Want to exchange your old car for a new one at a dealership? Chances are that you will end up paying more, warns a new study.
New research from the University of Southern California, led by Sivaramakrishnan Siddarth, an associate professor of marketing, shows that a consumer with a trade-in actually shells out more money to the dealer than consumers without a trade-in.
“The most important finding of our research is that your decision to trade-in your old car tells the dealer something about you and your insensitivity to price,” the authors said.
“It might be why car salespeople often ask you, soon after stepping into a showroom, whether you’re trading-in your old car — even before you discuss terms of the new car,” they observed.
The results indicated that dealers infer a higher willingness to pay, and so charge higher prices to consumers who trade-in a used vehicle than to those who do not.
Dealers charge even higher prices to consumers who trade-in used cars similar to the new one, the researchers found.
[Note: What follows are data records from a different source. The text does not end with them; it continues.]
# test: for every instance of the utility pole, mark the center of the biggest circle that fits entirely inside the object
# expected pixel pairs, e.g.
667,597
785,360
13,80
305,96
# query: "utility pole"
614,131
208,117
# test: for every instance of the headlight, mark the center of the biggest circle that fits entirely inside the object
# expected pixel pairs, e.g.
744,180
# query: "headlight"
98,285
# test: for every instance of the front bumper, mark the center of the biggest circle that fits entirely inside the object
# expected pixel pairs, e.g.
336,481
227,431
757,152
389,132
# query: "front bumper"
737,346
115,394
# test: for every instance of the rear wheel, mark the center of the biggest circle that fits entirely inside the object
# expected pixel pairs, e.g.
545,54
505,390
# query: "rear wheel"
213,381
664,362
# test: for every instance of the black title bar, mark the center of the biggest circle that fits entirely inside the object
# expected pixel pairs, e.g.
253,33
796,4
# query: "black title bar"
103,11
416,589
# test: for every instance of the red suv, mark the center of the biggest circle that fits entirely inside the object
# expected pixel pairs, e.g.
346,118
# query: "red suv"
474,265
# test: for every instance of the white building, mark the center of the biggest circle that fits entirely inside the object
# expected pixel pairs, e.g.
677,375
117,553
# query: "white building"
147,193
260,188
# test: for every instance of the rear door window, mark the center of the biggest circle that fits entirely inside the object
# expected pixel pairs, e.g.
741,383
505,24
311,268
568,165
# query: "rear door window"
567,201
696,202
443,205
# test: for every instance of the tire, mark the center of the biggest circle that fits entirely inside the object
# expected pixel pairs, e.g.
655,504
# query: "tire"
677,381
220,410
Buyers with a trade-in pay an average of $990 more than those who do not trade-in their used cars, according to the research.
In addition, a buyer pays an additional $150 more if the trade-in is of the same make as the new car, and another $64 more if it is the same make and model.
“For example, if you’re buying a new Honda and trading-in an old Honda, the dealer may infer that you were happy with your old Honda and probably are not considering Toyota, Nissan, or any other competitive brand,” co-researcher Anthony Dukes explained.
So if you want a fair deal at the exchange carnival, don’t open your cards until you have reached a final price of the new car, Siddarth said.
The study is forthcoming in the Journal of Industrial Economics.